5 - Aftershocks
Summary
PSYCHOLOGY AND THE NOVEL
‘Everything I think I have discovered about the jungle of the human heart has gone into it’, wrote Rosamond Lehmann to Bernard Berenson about her new novel. The Echoing Grove was completed during the period of fallout from Lehmann's long affair with the poet, Cecil Day Lewis. Throughout the 1940s, Rosamond and Cecil, handsome, gifted and successful, were the golden couple of literary London. Although their private life was frequently under strain, largely stemming from Day Lewis's refusal to divorce his long-suffering wife, Mary, it was also joyous and mutually satisfying, both intellectually and emotionally, and the pair were accepted everywhere as an established union. When in 1950 Day Lewis, without warning, went off with the actress, Jill Balcon, whom he subsequently married, Lehmann was reduced to a state of shock, insisting, until she could no longer ignore the fact, that his defection was a temporary neurotic lapse, ‘a far more acute form of the psychopathic state I've seen him in at intervals for 9 years’. She remained adamant that the break-up was too traumatic for her ever to write about but despite her denials, the lasting anguish and bitterness resulting from what she referred to as ‘the biggest disaster of my life’ inevitably shaped the predominant mood of The Echoing Grove, the final novel of her artistic maturity. ‘It is one of the most unmitigatedly painful books I have ever read’, commented John Lehmann, always her most astute reader. ‘It is terrific and terrible; because such writing could only come out of the most terrible suffering’.

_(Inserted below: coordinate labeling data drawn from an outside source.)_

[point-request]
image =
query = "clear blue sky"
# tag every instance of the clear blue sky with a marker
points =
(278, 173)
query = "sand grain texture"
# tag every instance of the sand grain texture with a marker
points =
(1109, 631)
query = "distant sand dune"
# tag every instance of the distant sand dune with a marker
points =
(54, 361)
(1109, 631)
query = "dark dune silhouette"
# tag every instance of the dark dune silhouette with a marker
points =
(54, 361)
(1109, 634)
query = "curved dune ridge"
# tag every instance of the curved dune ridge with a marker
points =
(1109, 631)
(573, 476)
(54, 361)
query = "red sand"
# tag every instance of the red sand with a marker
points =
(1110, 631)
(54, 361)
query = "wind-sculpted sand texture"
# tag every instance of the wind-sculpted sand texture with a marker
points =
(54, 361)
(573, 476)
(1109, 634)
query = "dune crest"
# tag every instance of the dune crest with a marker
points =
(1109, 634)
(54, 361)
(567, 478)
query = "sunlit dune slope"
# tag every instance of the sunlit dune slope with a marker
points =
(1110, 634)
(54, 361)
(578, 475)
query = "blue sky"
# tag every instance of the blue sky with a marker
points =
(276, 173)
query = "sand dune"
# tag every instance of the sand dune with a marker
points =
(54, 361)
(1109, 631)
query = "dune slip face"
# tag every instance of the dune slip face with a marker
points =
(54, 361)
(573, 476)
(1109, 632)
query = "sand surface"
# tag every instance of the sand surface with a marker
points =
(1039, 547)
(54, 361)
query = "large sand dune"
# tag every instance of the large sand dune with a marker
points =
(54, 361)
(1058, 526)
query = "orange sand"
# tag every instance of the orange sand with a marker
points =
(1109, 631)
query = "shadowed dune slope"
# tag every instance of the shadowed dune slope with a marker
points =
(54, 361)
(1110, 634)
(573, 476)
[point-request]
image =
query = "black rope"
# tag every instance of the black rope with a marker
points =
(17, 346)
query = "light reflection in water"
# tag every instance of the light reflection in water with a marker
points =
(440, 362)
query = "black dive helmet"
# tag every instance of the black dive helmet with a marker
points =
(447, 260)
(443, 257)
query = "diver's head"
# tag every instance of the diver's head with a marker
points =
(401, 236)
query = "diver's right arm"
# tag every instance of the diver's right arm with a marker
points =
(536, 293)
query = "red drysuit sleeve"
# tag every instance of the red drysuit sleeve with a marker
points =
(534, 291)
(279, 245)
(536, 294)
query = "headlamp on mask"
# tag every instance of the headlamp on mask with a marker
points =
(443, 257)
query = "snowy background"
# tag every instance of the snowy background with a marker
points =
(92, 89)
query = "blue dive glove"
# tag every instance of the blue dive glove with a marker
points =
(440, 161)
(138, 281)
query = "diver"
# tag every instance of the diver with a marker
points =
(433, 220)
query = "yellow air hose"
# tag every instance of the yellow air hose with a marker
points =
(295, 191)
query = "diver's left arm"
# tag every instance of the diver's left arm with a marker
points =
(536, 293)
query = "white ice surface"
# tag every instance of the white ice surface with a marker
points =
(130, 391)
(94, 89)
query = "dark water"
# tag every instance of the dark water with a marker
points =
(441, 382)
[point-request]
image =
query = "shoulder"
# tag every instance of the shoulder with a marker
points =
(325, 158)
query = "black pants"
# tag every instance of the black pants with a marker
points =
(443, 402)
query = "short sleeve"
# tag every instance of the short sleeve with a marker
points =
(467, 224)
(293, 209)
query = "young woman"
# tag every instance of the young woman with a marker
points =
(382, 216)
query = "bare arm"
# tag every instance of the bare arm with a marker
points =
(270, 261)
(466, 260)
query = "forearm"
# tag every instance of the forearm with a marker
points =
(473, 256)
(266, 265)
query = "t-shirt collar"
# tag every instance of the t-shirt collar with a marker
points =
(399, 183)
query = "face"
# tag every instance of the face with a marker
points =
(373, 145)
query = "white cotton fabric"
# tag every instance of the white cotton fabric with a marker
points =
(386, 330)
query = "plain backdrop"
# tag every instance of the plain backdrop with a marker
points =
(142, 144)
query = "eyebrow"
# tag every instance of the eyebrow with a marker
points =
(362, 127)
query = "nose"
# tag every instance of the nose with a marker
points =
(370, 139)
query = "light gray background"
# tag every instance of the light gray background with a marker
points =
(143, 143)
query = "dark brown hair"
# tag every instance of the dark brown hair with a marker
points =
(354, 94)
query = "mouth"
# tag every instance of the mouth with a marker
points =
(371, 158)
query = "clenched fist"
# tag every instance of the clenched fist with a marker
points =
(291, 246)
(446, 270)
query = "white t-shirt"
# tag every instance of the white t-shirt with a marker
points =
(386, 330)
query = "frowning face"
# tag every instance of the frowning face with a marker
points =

Lehmann had begun work on the novel shortly after the publication of The Ballad and the Source but it had been re-drafted extensively over the years, and revised further after the break with Day Lewis, at which point Lehmann reported that ‘picking up this novel again was a spiritual torment for which there are no words’. It took her two more years to finish. Set in the present day, the book gives voice to that ‘spiritual torment’ as it delineates the destructive power of an erotic triangle over a twenty-year period. The story, told mostly in flashback and switching between the consciousnesses of the main characters, reviews the lives of two sisters, Madeleine and Dinah, and their relationship with Rickie, the husband of one and lover of the other.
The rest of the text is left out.